More commonly known as Ritalin or Methylin, methylphenidate is a mild central nervous system stimulant prescribed primarily to treat attention deficit disorders and narcolepsy. Its mechanism is not completely understood, but methylphenidate presumably activates the brain stem arousal system and cortex to produce its stimulant effect. The drug can have a stabilizing effect for children with Attention-Deficit Hyperactivity Disorder (ADHD), helping to control behavioral problems such as distractibility, short attention span, hyperactivity, emotional ability, and impulsiveness.
Although it helps the minority of children who genuinely suffer from ADHD, concern has been growing about the dramatic increase in Ritalin use.

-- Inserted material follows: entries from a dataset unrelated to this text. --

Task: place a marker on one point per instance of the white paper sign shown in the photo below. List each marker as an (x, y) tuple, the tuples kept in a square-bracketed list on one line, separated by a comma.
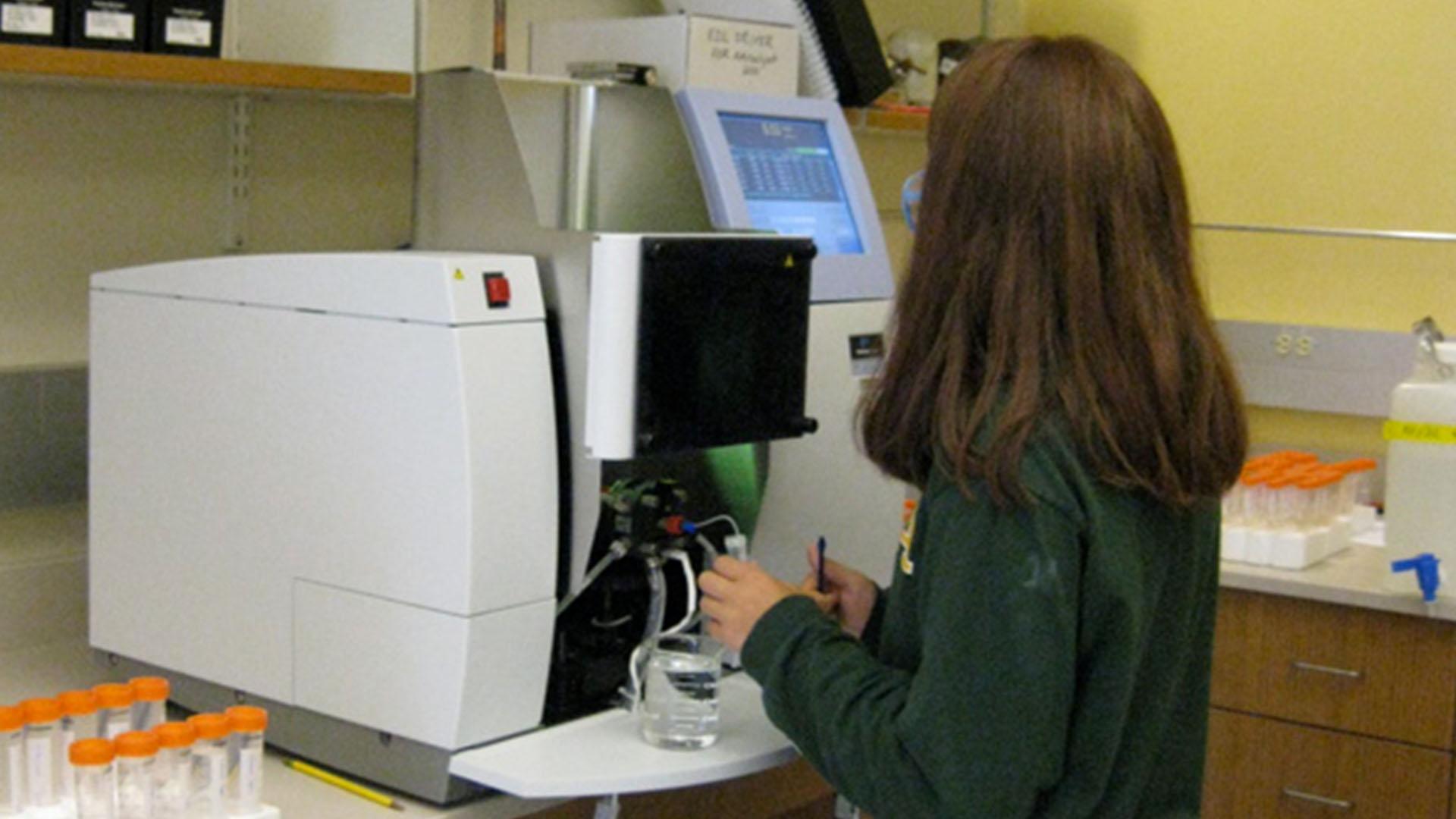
[(27, 19), (111, 25), (190, 33), (739, 55)]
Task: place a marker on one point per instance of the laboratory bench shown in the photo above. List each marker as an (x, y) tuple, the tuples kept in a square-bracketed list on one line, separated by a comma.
[(1329, 694)]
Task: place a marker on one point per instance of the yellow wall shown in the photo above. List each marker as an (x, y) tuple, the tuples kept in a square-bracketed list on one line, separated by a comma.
[(99, 178), (1304, 112)]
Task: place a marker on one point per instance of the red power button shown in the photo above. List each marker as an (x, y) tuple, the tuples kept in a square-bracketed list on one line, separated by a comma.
[(497, 290)]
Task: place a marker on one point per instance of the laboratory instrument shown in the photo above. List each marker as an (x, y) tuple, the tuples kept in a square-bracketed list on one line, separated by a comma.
[(12, 761), (42, 755), (114, 703), (93, 761), (174, 786), (447, 526), (150, 708), (1420, 484)]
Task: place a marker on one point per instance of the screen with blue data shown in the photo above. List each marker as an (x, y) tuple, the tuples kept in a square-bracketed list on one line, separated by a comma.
[(791, 180)]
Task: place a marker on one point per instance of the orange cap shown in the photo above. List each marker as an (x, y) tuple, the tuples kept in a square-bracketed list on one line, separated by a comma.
[(1257, 477), (92, 752), (41, 711), (150, 689), (77, 703), (114, 695), (1320, 479), (210, 726), (175, 735), (246, 719), (1285, 480), (137, 744)]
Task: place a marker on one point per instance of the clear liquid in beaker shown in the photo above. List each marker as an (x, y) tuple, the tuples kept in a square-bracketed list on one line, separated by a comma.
[(680, 703)]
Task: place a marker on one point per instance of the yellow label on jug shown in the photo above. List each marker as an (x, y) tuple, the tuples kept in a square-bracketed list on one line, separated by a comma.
[(1420, 433)]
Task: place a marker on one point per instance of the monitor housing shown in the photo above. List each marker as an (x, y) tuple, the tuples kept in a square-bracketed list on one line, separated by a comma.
[(789, 165)]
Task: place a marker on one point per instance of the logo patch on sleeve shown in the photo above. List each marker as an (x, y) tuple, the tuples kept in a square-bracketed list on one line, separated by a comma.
[(908, 538)]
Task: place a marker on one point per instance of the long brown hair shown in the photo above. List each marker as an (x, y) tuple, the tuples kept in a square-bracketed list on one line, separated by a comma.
[(1052, 278)]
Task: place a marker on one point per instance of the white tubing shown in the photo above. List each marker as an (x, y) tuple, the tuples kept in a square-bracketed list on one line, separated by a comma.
[(692, 591), (618, 551)]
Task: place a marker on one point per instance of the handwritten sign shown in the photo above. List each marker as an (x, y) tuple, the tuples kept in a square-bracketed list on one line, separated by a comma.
[(740, 55)]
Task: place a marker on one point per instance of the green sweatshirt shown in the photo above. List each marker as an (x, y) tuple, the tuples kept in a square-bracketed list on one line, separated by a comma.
[(1043, 661)]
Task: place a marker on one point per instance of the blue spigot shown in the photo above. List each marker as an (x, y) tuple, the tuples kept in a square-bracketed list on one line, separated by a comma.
[(1427, 573)]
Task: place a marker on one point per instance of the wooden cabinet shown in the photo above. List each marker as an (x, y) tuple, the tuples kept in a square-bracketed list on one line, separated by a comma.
[(1323, 710), (1334, 667), (1261, 767)]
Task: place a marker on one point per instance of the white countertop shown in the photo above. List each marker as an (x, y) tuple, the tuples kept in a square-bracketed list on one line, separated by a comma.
[(1353, 577), (604, 754)]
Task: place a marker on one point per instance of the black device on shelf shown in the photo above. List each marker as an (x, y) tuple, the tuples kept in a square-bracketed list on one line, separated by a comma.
[(112, 25), (852, 49), (723, 343), (34, 22), (191, 28)]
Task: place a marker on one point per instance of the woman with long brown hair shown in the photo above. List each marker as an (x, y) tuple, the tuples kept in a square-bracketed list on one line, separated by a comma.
[(1057, 391)]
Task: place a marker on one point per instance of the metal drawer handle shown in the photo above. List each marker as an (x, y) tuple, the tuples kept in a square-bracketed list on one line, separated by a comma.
[(1320, 800), (1346, 673)]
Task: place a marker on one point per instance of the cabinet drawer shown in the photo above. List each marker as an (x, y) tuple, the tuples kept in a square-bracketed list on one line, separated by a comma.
[(1260, 767), (1353, 670)]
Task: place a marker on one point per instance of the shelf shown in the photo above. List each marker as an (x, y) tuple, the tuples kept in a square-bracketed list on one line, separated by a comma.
[(887, 120), (196, 72), (604, 754)]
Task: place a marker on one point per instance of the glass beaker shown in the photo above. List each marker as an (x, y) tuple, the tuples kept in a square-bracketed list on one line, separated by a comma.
[(677, 694)]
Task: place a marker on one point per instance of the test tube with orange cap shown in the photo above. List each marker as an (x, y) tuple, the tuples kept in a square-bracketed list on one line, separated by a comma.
[(77, 722), (114, 703), (42, 752), (174, 770), (136, 774), (150, 708), (12, 761), (210, 758), (93, 761), (1353, 484), (248, 726)]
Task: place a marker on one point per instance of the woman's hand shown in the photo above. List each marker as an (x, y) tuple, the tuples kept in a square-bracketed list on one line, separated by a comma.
[(737, 594), (854, 594)]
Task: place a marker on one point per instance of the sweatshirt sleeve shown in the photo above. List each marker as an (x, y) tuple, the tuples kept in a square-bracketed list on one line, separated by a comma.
[(979, 727)]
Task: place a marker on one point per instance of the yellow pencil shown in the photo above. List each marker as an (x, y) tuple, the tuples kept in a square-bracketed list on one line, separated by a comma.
[(343, 784)]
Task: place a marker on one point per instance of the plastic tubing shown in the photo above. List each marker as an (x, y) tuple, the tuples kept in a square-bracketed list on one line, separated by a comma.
[(657, 599), (618, 551), (680, 557)]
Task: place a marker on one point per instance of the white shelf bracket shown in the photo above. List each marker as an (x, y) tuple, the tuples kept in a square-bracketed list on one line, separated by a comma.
[(239, 172)]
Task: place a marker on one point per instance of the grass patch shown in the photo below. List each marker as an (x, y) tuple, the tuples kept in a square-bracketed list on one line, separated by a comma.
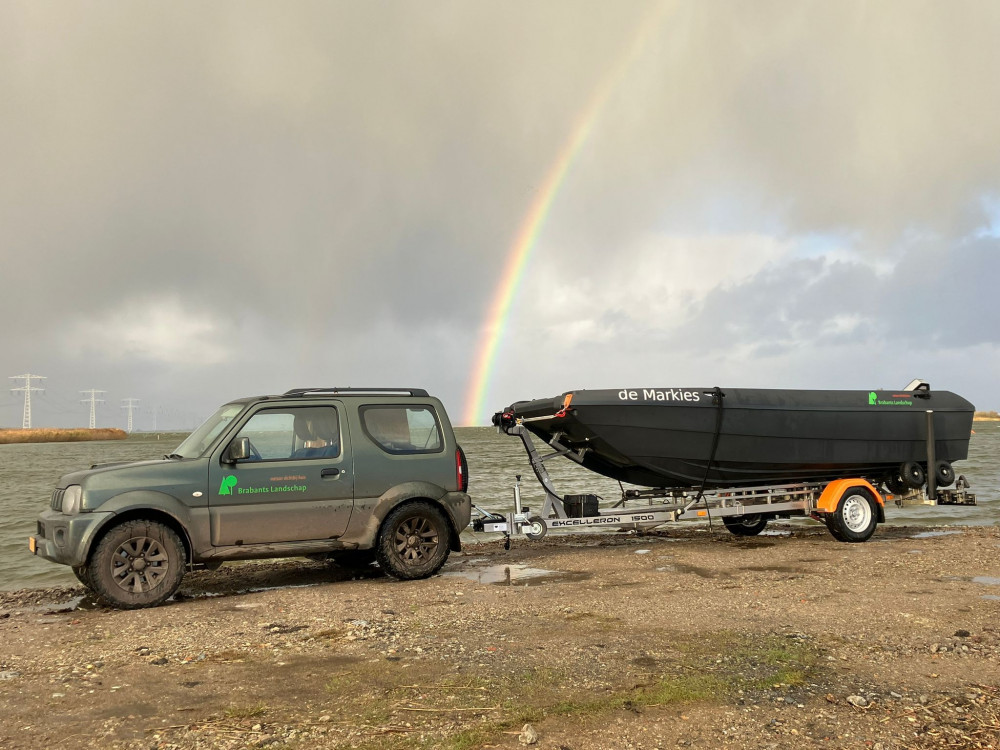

From 1990 to 1996, the number of prescriptions increased by 500%, 400% for amphetamines also used to treat ADHD. This has led the Drug Enforcement Administration to conclude that, "These drugs have been over-promoted, over-marketed and over-sold, resulting in profits of some $450 million annually." Even so, there have been shortages because Ritalin is strictly regulated as a Schedule II Controlled Substance and its production restricted by the government.
Adding to the shortage is its diversion to the illegal drug market. When the tablets are crushed and inhaled, or put into solution and injected, the drug produces a cocaine-like stimulant effect. Ironically, it's become a popular choice for drug abuse amongst adolescents. One 1994 survey of students indicated that more high school seniors in the USA abuse Ritalin than are prescribed Ritalin legitimately.